Le "calcul de vies" qui caractérise notre façon de pensée est un recul de la civilisation. Le poète grec Hésiode disait déjà que ce qui distinguait les hommes des animaux, c'était qu'ils ne s'entre-dévoraient pas. La tradition juive, quant à elle, interdisait de troquer les vies de quelques-uns pour en sauver d'autres, même en plus grand nombre. Plus près de nous, le philosophe américain John Rawls, condamne de tels trocs en posant que  "chaque personne possède une inviolabilité fondée sur la justice qui, même au nom du bien-être de l'ensemble de la société, ne peut être transgressée". Le problème est qu'aujourd'hui, nous croyons que, pour être bonne, une décision doit évacuer toute considération autre que rationnelle, notamment morale, éthique ou sentimentale. Nos élites sont d'ailleurs formées en ce sens : un bon gouvernant doit être capable de faire sans états d'âmes de  tels calculs. Ainsi Madeleine Albright, secrétaire d'Etat des Etats-Unis, déclarant que, tous comptes faits, les cinq cent mille enfants irakiens affamés à mort par les sanctions imposées par l'ONU à leur pays "valaient le coût".  

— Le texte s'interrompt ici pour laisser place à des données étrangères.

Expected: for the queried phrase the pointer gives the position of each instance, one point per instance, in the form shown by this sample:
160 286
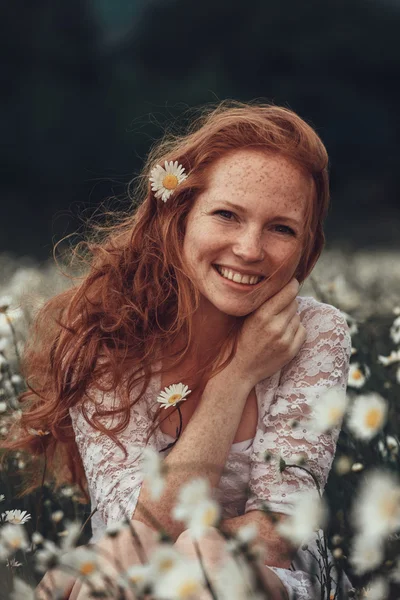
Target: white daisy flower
235 580
342 464
136 576
329 410
5 302
376 512
356 377
37 538
357 467
164 558
378 589
182 582
38 432
366 554
13 538
164 180
395 330
47 556
57 516
153 471
83 560
13 564
395 572
173 394
367 415
189 496
22 591
309 514
393 357
17 517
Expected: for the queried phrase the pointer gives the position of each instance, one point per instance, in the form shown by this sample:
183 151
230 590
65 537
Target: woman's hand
54 584
270 337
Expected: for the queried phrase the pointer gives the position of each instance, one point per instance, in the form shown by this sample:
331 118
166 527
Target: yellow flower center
373 418
209 516
188 589
334 414
174 398
87 568
166 564
170 181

Croyez-vous que "l'état d'urgence" exagéré au maximum dans le roman, mais qui est un concept que l'on entend régulièrement peut également être induit par le pouvoir à des fins de contrôle ? De justification de l'indicible ?

Je ne pense pas avoir exagéré cet état d'urgence. Au contraire, comme dans mes précédents romans, j'ai eu à coeur de ne mettre en avant que des situations s'étant déjà produites dans le passé. Le lecteur d'Eternity Express n'aura d'ailleurs aucune peine à les reconnaître. Cela dit, je ne pense pas que cet état d'urgence soit le fruit d'une décision, d'un quelconque "complot planétaire" fomenté par une clique désireuse d'asseoir ou d'augmenter son pouvoir. Bien au contraire, je montre qu'il résulte d'une multitude de micro-décisions individuelles, non coordonnées, et c'est d'ailleurs ce qui rend cette évolution effrayante, car aucune volonté individuelle ne peut l'enrayer ou s'y opposer.

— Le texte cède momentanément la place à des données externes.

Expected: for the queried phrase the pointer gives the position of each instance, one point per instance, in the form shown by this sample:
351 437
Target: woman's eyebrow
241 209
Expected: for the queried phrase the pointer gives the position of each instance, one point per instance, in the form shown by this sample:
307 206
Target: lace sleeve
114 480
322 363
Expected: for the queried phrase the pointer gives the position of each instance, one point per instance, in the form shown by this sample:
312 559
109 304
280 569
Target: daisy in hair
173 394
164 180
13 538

A force "d'évidences" et ballotté par la vie, le "héros" du roman finit par admettre la disparition de toute barrière morale... Croyez-vous que l'homme possède un "instinct de sursaut moral" ou que, comme l'Histoire nous l'a hélas prouvé, notre morale et nos limites sont malléables ?

Il y a dans Eternity Express un passage très explicite à ce sujet. Notre conscience morale n'agit pas comme un censeur impitoyable de nos comportements, mais au contraire comme un complice plein de complaisance, capable d'abaisser le niveau de ses exigences lorsque nos conduites réelles contredisent de manière trop flagrantes les valeurs dont nous nous réclamons. Médecin d'origine juive, Jonathan avait tout ce qu'il fallait, de par son éducation, pour repérer le piège dans lequel Xuan le tentateur l'enferrait. Et pourtant il a succombé, sans jamais avoir le sentiment de faire autre chose que son métier. Ce n'est pas lui qui a changé, dit-il, c'est, sous la pression de circonstances qui lui échappent, la définition même de son métier. 

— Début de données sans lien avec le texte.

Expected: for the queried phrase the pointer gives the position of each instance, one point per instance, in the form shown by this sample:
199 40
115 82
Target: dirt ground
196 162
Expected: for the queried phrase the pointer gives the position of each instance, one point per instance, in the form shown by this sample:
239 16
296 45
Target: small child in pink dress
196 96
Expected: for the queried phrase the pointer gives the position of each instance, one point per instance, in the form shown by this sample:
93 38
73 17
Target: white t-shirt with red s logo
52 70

Lire ce roman, c'est comme prendre une grande baffe dans la g... et se voir sans fard... particulièrement à travers cet attentisme qui semble régner en maître dans notre société. Croyez-vous que la majorité des lecteurs ait assez de sens critique pour décoder le message ? Et ne pas prendre ce livre au premier degré ?

Je ne suis pas de ceux qui, prenant leurs contemporains pour des ânes impénitents, leur fourguent un picotin approprié à leur niveau supposé d'exigences. Je crois  au contraire qu'il existe un nombre sans cesse croissant de lecteurs qui attendent des livres autre chose que de les caresser dans le sens du poil.